E, paralelamente, veio a oportunidade de o grupo participar do citado festival espanhol. "Inicialmente, é uma seleção mundial. Como em outros eventos, você manda uma amostra do seu conteúdo e faz a inscrição. Dessa etapa, foram selecionadas, salvo engano, 35 bandas, que foram para uma segunda, na qual ficaram essas dez de agora - entre elas, a gente. Ou seja, passamos já por duas seleções. Agora, qual é a questão? Tratava-se de uma votação popular, e acredito, pelo que consegui perceber, agora foi mais um teste de engajamento do que de fato selecionar a 'melhor'. Sabemos que é muito difícil, a gente é daqui, e muitas finalistas são da própria região da Galícia. Com o fuso horário, enquanto a gente estava dormindo, eles estavam lá, votando. É até engraçado, a gente acordava e as outras bandas já estavam com 400 novos votos", relata Mariana, lembrando que, além da apresentação das bandas, o evento é uma verdadeira vivência da cultura celta. "É um festival é muito antigo (foi criado em 1978), e somos a primeira banda brasileira a passar por esta seleção em todos os anos de existência", orgulha-se. Vale dizer que, em 2005, o evento ganhou o título de Festival de Interesse Turístico Internacional
Trajetória. Como dito, foi quando morou na Irlanda que Mariana teve um contato mais forte com a cultura celta. "Já voltei querendo montar um grupo. Tinha que tentar, mesmo parecendo uma loucura", narra. O projeto ganhou impulso quando, por intermédio de seu marido, que também tem uma banda de rock, ela conheceu os irmãos Rômulo e Rafael Salobreña, descendentes de espanhóis. A eles, juntaram-se Gustavo “Fofão” (violão) e João Gabriel (bandolin, flautas e gaita de fole). Mariana, além da voz, se incumbe de instrumentos como a harpa celta. "Que é similar à harpa tradicional, só que não tão grande, é um instrumento portátil. Aliás, tem um desenho bem bonito, e é o instrumento de representação da Irlanda (aparecendo, por exemplo, na bandeira militar do país)", narra. A sua, ela mandou confeccionar com um luthier de Brasília.

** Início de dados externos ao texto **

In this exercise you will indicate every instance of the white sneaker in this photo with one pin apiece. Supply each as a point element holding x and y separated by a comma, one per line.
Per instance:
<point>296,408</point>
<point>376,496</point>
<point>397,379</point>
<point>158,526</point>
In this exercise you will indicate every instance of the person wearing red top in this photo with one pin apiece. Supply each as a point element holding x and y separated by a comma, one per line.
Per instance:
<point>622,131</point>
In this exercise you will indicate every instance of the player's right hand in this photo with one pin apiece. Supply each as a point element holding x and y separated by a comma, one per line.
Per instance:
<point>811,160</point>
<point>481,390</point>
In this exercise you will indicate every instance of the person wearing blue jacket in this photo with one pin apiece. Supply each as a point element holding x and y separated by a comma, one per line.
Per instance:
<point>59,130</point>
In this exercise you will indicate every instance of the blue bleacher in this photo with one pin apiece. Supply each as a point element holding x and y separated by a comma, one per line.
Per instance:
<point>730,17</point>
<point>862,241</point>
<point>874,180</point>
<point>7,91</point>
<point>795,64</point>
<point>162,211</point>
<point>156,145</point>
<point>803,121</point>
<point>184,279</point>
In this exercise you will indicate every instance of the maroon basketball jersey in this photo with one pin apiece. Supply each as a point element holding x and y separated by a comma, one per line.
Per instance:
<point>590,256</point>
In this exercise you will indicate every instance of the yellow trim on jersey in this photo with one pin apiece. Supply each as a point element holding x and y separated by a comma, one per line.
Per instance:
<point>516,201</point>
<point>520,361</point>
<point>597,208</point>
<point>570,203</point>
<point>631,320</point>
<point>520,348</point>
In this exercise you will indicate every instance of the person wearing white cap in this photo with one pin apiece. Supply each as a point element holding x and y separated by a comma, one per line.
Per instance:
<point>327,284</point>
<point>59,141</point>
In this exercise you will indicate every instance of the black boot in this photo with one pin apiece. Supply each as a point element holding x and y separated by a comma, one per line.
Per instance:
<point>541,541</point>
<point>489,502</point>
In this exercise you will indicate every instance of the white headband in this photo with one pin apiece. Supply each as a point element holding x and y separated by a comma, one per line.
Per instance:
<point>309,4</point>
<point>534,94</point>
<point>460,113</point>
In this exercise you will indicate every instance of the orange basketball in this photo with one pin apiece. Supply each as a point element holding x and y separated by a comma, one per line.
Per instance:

A esse instrumento inusual, o grupo adiciona outros, como a concertina, o bandolim, o banjo irlandês, a viela de roda, a colher, o bodhran (tambor celta), alfaia, derbak... Os figurinos, por sua vez, emulam a atmosfera medieval. O nome traduz uma atmosfera que tem tudo a ver com a música que advogam. "Uma taverna é justamente o lugar onde esse tipo de música acontece, bem como tudo o que está relacionado a ela, como a cerveja. É onde a aventura começa e onde termina...Então, nada melhor que colocar o lugar mais icônico das histórias como nome", explica Mariana, lembrando que, além de festas de Saint-Patrick e festivais promovidos por cervejarias, o Taverna vinha tocando em espaços como o Esopo ou o Taberna Santê. Também já tocaram no projeto Palco Livre, do Conservatório da UFMG, e em outros eventos abertos.